Alleanze escludenti

Desideriamo i corpi animali. Usiamo i corpi animali.

Dai corpi animali ricaviamo un piacere estremo. Un piacere fisico e quotidiano.

Il piacere tattile.

Percepirne il calore del corpo, che deve piegarsi docilmente alle nostre esplorazioni e manipolazioni. Accarezzarne il pelo quando vogliamo, sia esso vivo, parte di un essere reso docile dall’addomesticazione e che definiamo “da compagnia” per l’uso esclusivo che vogliamo farne, o privato della corporeità alla quale apparteneva – in una lussuosa, calda e morbida pelliccia.

Il piacere visivo.

Bramiamo guardare gli animali, e da vicino. Per questo realizziamo prigioni povere di mondo, nelle quali osservare i loro corpi sinuosi quando più ci aggrada. La segregazione, il dispositivo di controllo totale su quei corpi, indocili ma resi vulnerabili dalla presa di un potere totale lo chiamiamo “amore per la natura, salvaguardia della biodiversità.” Ci piace immaginarci virtuos*, e siamo così brav* ad illuderci per non deluderci, pur di salvare la faccia. Così l’animale prigioniero sconta un’eterna pena per soddisfare il nostro gioco narcisista e pornopoietico. Il piacere di vedere anche chi non vuole essere vist*.

Il piacere gustativo.

Assaggiarne i corpi. Corpi oramai privi di vita, corpi morti di morte violenta, e spesso corpi morti già in vita. Ma la carne è tenera, finalmente docile. La carne che non prova più nulla, la carne strappata con violenza dalle ossa, tra i guizzi degli occhi e gli spasmi dei nervi, serve un più alto proposito. Serve ad amplificare il nostro piacere oltre i limiti. Piacere di gustare, piacere di possedere, piacere di distruggere per illudersi di non essere noi stess* parte di quel gioco al massacro che tritura corpi come ramoscelli spezzati.

Il piacere mimetico.

Indossarne la pelle morbida – calda e fredda allo stesso tempo – incapaci però di mettersi davvero nei panni altrui. Con la loro pelle addosso sentirsi selvatici, eccitabili, trasgressivi.
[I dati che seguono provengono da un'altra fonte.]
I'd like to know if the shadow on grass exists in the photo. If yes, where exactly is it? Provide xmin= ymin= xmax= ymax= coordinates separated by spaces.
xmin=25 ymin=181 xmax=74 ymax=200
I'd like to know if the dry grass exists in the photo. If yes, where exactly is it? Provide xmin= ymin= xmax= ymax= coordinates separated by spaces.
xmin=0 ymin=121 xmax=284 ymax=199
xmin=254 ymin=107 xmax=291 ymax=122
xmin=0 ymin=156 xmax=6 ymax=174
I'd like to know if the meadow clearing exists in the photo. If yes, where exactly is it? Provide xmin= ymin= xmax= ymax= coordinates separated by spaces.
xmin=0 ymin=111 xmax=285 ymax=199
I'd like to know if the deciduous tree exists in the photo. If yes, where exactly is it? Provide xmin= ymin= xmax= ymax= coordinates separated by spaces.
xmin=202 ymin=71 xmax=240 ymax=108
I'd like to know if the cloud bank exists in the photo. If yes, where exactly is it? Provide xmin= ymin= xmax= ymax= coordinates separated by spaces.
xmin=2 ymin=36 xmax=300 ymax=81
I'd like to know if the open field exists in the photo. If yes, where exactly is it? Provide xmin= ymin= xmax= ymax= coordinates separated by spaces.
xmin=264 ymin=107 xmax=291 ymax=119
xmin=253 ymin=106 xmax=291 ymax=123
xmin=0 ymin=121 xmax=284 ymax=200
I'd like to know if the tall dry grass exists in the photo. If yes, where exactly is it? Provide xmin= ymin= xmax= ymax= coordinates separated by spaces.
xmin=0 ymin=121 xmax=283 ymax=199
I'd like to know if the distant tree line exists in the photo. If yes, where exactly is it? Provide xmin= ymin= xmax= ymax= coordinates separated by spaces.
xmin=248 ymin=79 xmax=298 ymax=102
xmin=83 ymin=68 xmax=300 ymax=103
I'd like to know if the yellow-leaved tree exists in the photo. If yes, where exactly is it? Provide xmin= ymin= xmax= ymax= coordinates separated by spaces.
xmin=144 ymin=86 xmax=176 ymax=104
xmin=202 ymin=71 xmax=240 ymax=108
Aderendo, in realtà, completamente alla norma sacrificale.

Il piacere uditivo. Ascoltarne le voci melodiose, ancora una volta segregandone i corpi in angusti spazi di prigionia, incapaci di distinguere un canto di gioia da un grido di disperazione.

C’é stato un tempo nel quale la vita e la morte erano patrimonio di ogni vivente. Un mondo fatto di piacere e violenza, un mondo di dolore ma anche di gioia. Vivere e morire non erano questione di simboli, di valori e plusvalori, ma nuda vita in movimento.

Lottare per gli altri animali, tutti gli animali “che dunque non sono” ha il senso irrinunciabile di ridare la vita a chi se l’è vista strappare. È imparare a godere dell’altrui gioia, non approfittare del dolore di chi è vulnerabile. È riconoscersi vulnerabili, e accettare di non essere il centro del mondo. È fare politica per tutti i corpi che non contano, non soltanto il proprio.

Se l'”alleanza dei corpi” ignora miliardi di oppress*, in cosa si differenzia dai patti utilitaristici degli oppressori?